Le pot de lait en aluminium qui pèse trois tonnes

On m’a raconté l’histoire de ces deux enfants-là.

Ils se sont croisés pour la première fois vers huit ans, sur le littoral, même qu’ils sont nés la même année.
Lui, dernier d’une famille de quatre enfants, allait dans la chaleur des soirs d’été chercher le lait à la ferme. La coupe en brosse, les oreilles décollées, la tête à connerie, sûr qu’on n’a jamais pensé à donner à ce gesticulateur le Bon Dieu sans confession. Pourtant pour faire plaisir à maman : baptême, communion, confirmation. Il n’en a jamais rien fait.
Elle, parisienne, descendait chaque été vers ce bord de mer, elle y restait tout juillet et août pour amortir la fatigue d’un trajet de dix heures dans une « Amie huit » aux sièges rembourrés avec des noyaux de pêche.
La peau basanée dès sa première semaine de vacances, cette jeune typée façon espagnole n’aspirait qu’à renifler, en toute tranquillité, des fleurs dans un champ et pourquoi pas leur causer.
La corvée c’était le soir, tous les soirs : remplir et tendre le pot de lait en aluminium qui pèse trois tonnes à ce gamin arrogant.
Tous les soirs de chaque été.
Chaque été de leurs jeunes années.
Un jour, plus grands, ils se sont vraiment parlés.
Elle toujours la peau brune, lui les oreilles un peu mieux plaquées.
A 21 ans, ils se sont mariés, à 23 ans un enfant, puis un autre l’année d’après.
Ils ont travaillés à Paris avant d’en fuir, épuisés, le fourmillement. Lui, il y a bien longtemps qu’il ne peut plus se permettre d’arborer une coupe en brosse ni quoi que ce soit d’ailleurs. Sa peau à elle est devenue blanche.
Ils vivent pourtant au soleil dans une belle maison avec un immense jardin. Une grosse bâtisse occupe une grande place centrale, ils l’appellent encore l’écurie. Quant à l’ancien appentis attenant, il abrite désormais des chambres, pour accueillir la famille.
Était-ce ici, dans une chambre forgée dans l’appentis ?
Oui, c’était peut-être ici, à l’endroit même où brille le parquet ciré de cette chambre d’une maison chargée de souvenirs que ses deux occupants ont pour la première fois transigé, il y a soixante années, autour d’un pot de lait en aluminium qui pèse trois tonnes. Où peut-être était-ce tout simplement dans l’écurie, restée quasiment intacte, les bovins en moins.
C’est à 40 ans qu’ils ont eu la possibilité de racheter la ferme, dans un saignement financier qui n’était jamais évoqué. Sans doute les murs avaient-ils peine à reconnaître la fille rêveuse aux jupettes fleuries qui venaient tous les étés. Les murs eux n’avaient pas trop bougé, même si durant un temps la ferme était devenue une serrurerie. La maison reconnaissait en revanche déjà mieux le jeune perturbateur.
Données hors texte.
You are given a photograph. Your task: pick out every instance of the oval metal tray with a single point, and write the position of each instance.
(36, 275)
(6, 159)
Du temps de la serrurerie, il y était apprenti. Dans le terrain, il avait bazardé énergiquement moult métaux, pièces en fer, en étain qu’il a récolté durant tout un été de labeur de terre, une fois devenu propriétaire.
Les enfants ont aujourd’hui 66 ans.
On m’a raconté l’histoire de ces deux-enfants-là.
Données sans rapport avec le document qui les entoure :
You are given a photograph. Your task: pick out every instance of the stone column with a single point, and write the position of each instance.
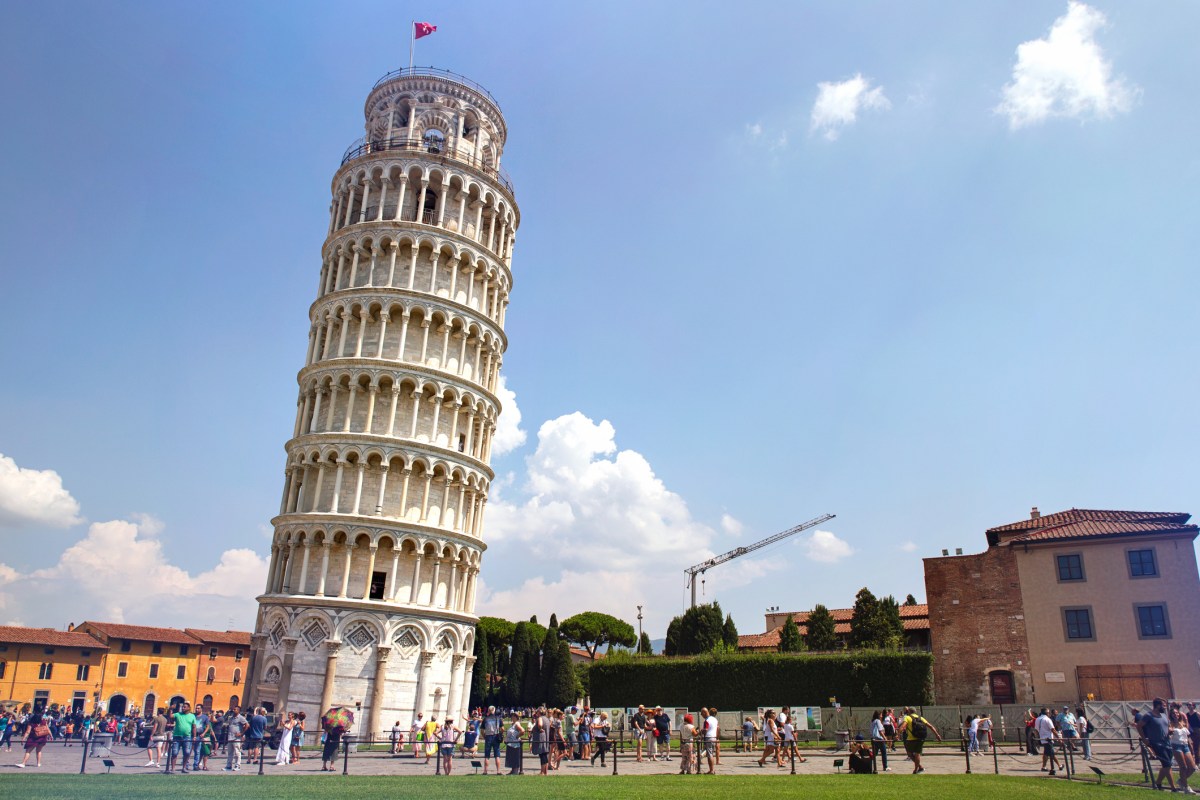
(289, 655)
(423, 680)
(327, 687)
(346, 571)
(377, 692)
(366, 584)
(324, 567)
(455, 685)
J’ai appelé cette maison hier soir. Le vieux gamin a décroché et a dû plaquer le téléphone sur l’une de ses oreilles ni collées ni décollées. C’est une voix un peu fatiguée mais pas bougonne (plutôt charmante même) qui répondait à la mienne, je n’ai pas insisté. Le gosse a dû dans le même temps où je lui souhaitais une bonne soirée jeter, à la jeune fille, le téléphone comme on se débarrasse d’un pot de lait en aluminium qui pèse trois tonnes. Elle l’a réceptionné. La voix était dynamique, presque enjouée, j’eus l’image de cette fillette à la peau mate, brunette avec ses anglaises, sniffant tout un bouquet fraîchement constitué de fleurs sauvages délicatement coupées. Elle était heureuse d’avoir passée sa journée dans son jardin dont on ne compte pas les mètres carrés, je n’étais pas loin.
Qu’est-ce que je lui ai raconté à la rêveuse de la ferme, vous aimeriez le savoir ? Et bien chers curieux, trois fois rien, des histoires d’hortensias, d’hostas, et d’azalées, c’est assez sommaire mais… vous en savez déjà assez sur ma mère.

On m’a raconté l’histoire de ces deux-enfants-là, nom de Dieu ; Ils ne savent pas que je sais tout ça d’eux.